You should provide the user_script and script_dir if you want to customize the component type. The user_script should be a python script which contains the customized component type. The script_dir should be the directory path which contains the user_script. If your customized dataset is from Hugging Face, you should at least allow the trust_remote_code in your function’s arguments list to indicate whether you trust the remote code or not. kwargs is the additional keyword arguments provided in the config, it can cover the case of trust_remote_code as well.

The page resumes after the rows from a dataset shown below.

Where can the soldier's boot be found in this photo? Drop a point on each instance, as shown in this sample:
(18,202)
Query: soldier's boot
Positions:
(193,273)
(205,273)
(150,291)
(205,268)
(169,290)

Here is an example for user_script:

from olive.data.registry import Registry

@Registry.register_dataset()
def customized_huggingface_dataset(data_dir, **kwargs):
    # kwargs can cover the case of trust_remote_code or user can add trust_remote_code in the function's
    # arguments list, like, customized_huggingface_dataset(data_dir, trust_remote_code=None, **kwargs):

    # ...

@Registry.register_pre_process()
def customized_huggingface_pre_process(dataset, **kwargs):
    # ...

@Registry.register_post_process()
def customized_post_process(output):
    # ...

@Registry.register_dataloader()
def customized_dataloader(dataset):
    # ...

Some examples:

The components will be called with the following arguments along with any additional keyword arguments provided in the config:

load_dataset: data_dir (required, but the type can be Optional[str])
pre_process_data: dataset (required, must be the first argument)
post_process_data: output (required, must be the first argument)
dataloader: dataset (required, must be the first argument)

the required arguments for pre_process_data/post_process_data/dataloader must start with _ to avoid the conflict with the additional keyword arguments provided in the config.